Fifth package bomb strikes Texas, at FedEx facility near San Antonio

Schertz Police block off Doerr Lane near the scene of a blast at a FedEx facility in Schertz, Texas, U.S., March 20, 2018. REUTERS/Sergio Flore Schertz Police block off Doerr Lane near the scene of a blast at a FedEx facility in Schertz, Texas, U.S., March 20, 2018. REUTERS/Sergio Flores

By Jon Herskovitz and Jim Forsyth

AUSTIN/SCHERTZ, Texas (Reuters) – A package bomb blew up at a FedEx Corp distribution center near San Antonio on Tuesday, officials said, and the FBI was investigating whether it was linked to a series of four homemade bombs that hit the Texas capital of Austin this month.

Officials did not say if the latest incident was the work of what Austin police believe could be a serial bomber responsible for the four earlier devices that killed two people and injured four others.

The blast at the FedEx facility in Schertz, northeast of San Antonio, was the fifth in the state in the last 18 days. If it is linked to the others, it would be the first outside the Austin area and the first that involves a commercial parcel service.

“We are investigating it as being possibly related to our open investigation,” FBI spokeswoman Michelle Lee told the Austin American-Statesman newspaper. “We can’t know for sure until we have an opportunity to look at the evidence itself.”

The package, filled with nails and metal shrapnel, exploded shortly after midnight local time at the facility, about 65 miles south of Austin, the San Antonio Fire Department said on Twitter.

The company described it as a FedEx Ground sorting facility. About 75 people were working at the facility at the time, fire officials said.

The individual or people behind the bombings are likely to be highly skilled and methodical, said Fred Burton, chief security officer for Stratfor, a private intelligence and security consulting firm based in Austin.

“This is a race against time to find him before he bombs again,” Burton said.

More than 500 federal agents were involved in the investigation.

Austin Mayor Steve Adler on Tuesday sought to reassure citizens. “While the concern is real and the anxiety is real … it can’t immobilize us.
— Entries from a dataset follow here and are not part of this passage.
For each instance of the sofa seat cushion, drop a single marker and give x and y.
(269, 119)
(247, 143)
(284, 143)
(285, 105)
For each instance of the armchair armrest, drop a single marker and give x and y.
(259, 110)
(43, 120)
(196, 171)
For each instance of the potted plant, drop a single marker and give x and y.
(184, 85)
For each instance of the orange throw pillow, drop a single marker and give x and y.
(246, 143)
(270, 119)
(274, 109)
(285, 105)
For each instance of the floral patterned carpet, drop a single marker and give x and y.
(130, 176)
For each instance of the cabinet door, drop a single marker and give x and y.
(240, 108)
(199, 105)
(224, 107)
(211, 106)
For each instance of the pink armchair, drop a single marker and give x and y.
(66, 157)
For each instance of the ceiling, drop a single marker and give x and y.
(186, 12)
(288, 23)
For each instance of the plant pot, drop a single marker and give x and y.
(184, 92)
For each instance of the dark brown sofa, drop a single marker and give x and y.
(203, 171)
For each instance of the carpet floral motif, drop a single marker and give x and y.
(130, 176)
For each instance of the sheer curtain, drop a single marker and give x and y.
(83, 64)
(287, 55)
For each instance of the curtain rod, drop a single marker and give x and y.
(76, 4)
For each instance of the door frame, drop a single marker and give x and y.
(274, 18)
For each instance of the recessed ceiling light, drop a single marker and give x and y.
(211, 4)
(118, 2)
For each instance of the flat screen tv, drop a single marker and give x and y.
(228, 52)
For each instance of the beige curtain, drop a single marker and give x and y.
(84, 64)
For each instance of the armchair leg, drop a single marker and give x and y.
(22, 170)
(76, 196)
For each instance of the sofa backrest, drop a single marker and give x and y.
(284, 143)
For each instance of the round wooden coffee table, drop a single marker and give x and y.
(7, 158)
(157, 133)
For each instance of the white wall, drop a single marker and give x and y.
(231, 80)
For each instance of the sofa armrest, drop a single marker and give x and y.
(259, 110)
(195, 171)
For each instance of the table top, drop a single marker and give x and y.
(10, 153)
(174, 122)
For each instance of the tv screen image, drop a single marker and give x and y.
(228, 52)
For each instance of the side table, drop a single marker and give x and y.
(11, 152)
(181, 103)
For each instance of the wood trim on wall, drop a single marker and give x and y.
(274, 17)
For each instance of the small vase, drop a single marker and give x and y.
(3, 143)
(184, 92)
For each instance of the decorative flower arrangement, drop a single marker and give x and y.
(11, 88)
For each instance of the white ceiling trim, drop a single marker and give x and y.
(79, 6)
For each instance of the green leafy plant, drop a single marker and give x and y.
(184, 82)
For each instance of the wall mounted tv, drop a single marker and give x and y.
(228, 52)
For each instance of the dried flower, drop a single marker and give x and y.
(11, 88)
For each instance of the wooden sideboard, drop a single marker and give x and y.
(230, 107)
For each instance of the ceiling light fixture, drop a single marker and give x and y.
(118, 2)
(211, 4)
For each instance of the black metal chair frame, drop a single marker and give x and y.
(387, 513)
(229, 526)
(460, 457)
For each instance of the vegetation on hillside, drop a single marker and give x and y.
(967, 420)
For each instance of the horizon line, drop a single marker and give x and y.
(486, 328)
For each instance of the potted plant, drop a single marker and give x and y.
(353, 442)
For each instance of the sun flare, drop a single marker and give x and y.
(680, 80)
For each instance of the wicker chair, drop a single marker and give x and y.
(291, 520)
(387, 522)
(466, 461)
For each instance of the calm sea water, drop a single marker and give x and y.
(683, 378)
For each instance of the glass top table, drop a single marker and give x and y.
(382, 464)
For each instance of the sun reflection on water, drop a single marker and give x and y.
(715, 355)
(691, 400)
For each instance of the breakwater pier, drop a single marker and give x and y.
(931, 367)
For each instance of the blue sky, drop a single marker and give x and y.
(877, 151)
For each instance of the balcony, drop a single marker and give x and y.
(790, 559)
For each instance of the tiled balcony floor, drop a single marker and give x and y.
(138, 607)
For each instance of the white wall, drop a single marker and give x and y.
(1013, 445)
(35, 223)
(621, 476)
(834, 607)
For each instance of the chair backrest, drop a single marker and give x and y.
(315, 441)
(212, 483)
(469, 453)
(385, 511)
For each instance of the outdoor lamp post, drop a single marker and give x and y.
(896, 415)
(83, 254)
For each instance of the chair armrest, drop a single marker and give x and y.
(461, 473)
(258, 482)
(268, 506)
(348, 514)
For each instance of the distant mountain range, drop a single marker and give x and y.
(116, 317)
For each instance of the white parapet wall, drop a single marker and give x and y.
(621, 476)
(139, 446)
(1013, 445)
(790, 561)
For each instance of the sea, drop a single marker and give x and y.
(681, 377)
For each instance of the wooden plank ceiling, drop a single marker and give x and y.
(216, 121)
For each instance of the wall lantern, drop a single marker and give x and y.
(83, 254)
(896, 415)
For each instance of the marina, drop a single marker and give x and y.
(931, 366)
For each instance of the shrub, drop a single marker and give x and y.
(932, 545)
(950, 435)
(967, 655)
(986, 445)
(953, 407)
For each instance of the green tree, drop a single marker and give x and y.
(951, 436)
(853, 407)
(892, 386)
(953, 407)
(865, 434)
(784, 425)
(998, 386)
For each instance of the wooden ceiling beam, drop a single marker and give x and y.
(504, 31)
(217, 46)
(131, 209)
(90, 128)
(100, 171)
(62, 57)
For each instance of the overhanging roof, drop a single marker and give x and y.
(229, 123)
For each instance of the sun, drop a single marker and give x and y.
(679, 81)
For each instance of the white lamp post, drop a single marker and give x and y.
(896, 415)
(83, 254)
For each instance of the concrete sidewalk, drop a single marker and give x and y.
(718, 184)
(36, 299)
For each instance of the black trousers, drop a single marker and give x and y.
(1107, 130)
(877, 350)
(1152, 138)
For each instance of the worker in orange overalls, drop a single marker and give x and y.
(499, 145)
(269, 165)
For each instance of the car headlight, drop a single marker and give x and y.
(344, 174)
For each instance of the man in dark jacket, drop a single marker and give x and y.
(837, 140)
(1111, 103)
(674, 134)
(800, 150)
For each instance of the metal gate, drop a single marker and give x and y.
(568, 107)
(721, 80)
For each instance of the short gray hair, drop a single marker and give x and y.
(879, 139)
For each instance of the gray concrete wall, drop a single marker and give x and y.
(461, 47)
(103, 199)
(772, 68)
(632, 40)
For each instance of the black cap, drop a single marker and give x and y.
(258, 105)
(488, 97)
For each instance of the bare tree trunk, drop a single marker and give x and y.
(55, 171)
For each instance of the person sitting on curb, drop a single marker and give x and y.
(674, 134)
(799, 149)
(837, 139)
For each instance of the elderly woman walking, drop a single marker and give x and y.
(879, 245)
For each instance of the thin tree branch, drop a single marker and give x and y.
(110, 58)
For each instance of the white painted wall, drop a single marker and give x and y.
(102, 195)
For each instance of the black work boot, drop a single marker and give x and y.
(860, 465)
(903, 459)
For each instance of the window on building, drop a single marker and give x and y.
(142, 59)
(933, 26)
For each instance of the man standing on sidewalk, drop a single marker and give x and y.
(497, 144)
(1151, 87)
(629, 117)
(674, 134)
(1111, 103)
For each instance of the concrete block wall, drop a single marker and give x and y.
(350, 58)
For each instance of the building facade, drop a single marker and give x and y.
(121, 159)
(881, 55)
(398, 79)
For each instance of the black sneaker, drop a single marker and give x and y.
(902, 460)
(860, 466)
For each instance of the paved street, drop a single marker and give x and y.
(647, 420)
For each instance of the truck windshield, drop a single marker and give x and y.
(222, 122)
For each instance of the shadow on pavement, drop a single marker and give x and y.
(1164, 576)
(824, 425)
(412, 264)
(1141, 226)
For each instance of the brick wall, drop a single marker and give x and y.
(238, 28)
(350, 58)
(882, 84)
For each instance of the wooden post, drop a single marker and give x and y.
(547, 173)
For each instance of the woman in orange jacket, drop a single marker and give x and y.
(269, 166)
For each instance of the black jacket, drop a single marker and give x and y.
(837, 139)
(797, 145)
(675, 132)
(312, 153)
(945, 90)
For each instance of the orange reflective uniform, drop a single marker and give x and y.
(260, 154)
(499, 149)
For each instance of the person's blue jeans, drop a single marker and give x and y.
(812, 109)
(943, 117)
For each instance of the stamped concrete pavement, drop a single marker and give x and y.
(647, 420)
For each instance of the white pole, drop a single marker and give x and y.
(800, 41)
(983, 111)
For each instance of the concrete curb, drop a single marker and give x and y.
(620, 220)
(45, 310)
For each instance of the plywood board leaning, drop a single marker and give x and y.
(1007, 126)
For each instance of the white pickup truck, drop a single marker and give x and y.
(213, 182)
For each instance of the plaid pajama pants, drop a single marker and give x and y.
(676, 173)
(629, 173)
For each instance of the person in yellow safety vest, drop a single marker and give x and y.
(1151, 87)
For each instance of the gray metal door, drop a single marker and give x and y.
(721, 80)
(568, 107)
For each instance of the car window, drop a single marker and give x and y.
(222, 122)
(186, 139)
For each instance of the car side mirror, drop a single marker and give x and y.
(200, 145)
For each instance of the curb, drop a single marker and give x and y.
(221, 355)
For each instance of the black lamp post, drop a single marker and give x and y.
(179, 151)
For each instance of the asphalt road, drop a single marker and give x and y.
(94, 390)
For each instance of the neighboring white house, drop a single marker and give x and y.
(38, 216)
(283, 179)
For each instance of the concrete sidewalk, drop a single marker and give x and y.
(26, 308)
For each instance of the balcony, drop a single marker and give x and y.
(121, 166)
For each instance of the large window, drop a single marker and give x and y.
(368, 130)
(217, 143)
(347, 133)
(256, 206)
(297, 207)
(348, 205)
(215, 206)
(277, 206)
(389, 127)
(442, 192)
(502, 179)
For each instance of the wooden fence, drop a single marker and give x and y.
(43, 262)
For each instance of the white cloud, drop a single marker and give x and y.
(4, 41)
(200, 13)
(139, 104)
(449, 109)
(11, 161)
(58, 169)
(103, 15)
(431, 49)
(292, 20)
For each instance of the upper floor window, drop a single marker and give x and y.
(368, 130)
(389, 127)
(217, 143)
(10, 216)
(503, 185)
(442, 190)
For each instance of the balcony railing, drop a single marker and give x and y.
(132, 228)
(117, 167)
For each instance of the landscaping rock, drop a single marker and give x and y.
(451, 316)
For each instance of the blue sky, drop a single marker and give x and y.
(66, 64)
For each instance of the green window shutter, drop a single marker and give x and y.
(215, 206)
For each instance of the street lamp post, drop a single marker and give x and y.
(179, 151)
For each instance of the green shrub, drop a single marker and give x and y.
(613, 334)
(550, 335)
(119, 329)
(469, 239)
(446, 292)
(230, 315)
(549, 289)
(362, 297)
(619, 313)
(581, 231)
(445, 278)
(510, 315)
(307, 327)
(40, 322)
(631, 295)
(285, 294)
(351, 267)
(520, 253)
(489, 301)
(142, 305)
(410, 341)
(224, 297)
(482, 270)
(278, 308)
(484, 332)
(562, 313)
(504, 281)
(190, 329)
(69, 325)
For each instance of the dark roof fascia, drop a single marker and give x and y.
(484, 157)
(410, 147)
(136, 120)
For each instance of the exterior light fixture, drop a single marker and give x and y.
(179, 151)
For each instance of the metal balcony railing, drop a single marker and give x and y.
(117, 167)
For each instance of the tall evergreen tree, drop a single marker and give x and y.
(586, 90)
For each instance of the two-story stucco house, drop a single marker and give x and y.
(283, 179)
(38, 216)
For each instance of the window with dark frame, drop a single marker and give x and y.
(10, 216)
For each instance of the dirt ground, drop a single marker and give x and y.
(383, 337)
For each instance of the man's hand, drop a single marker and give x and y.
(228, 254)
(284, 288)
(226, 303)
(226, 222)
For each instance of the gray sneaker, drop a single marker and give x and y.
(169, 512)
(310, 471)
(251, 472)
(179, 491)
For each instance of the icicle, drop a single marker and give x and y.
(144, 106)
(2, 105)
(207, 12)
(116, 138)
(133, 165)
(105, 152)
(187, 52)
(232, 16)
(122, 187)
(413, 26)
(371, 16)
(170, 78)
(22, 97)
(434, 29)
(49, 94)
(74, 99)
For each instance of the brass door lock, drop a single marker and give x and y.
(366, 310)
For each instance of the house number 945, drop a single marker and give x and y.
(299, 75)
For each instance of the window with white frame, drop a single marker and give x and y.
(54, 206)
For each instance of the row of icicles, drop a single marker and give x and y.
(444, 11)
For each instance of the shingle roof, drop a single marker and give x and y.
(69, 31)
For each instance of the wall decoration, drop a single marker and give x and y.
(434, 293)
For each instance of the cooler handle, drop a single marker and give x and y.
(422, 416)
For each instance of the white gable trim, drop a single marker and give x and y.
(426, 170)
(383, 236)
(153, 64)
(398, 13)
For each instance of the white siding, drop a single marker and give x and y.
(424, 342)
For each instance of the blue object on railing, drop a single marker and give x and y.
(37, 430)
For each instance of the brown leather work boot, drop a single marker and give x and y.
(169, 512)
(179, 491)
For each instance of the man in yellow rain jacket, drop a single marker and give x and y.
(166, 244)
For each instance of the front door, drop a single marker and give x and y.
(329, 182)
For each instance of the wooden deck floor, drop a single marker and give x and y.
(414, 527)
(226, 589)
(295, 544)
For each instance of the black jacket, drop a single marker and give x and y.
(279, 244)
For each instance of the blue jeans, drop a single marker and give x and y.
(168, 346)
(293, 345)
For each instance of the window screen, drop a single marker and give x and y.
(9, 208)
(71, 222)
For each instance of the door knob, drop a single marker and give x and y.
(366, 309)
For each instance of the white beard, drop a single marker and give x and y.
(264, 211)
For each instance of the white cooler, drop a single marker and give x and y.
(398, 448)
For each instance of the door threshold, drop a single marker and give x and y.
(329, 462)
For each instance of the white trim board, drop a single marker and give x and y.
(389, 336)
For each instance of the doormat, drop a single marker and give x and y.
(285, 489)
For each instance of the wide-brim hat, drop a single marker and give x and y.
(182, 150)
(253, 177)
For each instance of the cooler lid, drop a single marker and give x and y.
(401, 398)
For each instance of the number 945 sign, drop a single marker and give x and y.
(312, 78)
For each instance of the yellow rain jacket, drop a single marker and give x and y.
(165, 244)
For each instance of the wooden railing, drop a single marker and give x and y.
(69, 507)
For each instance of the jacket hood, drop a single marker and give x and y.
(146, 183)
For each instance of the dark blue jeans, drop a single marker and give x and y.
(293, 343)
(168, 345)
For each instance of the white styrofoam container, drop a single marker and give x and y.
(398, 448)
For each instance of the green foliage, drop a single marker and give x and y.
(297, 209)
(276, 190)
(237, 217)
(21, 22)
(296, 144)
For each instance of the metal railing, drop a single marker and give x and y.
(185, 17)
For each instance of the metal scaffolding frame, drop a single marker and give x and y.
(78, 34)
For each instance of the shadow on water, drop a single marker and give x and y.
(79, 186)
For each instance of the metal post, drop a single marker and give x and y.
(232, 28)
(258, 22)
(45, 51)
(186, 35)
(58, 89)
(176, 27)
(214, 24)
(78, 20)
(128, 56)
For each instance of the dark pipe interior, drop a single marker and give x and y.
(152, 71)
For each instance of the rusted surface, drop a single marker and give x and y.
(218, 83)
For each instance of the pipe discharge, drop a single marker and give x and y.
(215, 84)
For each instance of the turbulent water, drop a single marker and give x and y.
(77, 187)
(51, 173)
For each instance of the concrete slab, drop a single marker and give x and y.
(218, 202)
It has to make us more determined. It has to make us more vigilant,” he told a local television station.

The White House is monitoring the situation, spokeswoman Sarah Sanders told Fox News on Tuesday.

Further stoking fears, Austin police investigated a possible hazardous materials incident at a FedEx facility in Austin on Tuesday morning. There was no indication it was related to the bombings.

The first three devices were parcel bombs dropped off in front of homes on in three eastern Austin neighborhoods. The fourth went off on Sunday night on the west side of the city and was described by police as a more sophisticated device detonated through a trip wire mechanism.

The four devices were similar in construction, suggesting they were the work of the same bomb maker, officials said.

The first two bombs killed Anthony Stephan House, a 39-year-old black man on March 2 and Draylen Mason, a 17-year-old African-American teenager on March 12. The third, also on March 12, severely injured a 75-year-old Hispanic woman. Police said they are investigating whether the bombings were hate crimes.

Sunday’s trip wire bomb, which injured two white men, went off shortly after police made a rare public call to the suspect to explain his motives.

Austin, with a population of nearly 1 million people, is home to the University of Texas and a plethora of technology companies and has been one of the fastest growing major U.S. cities.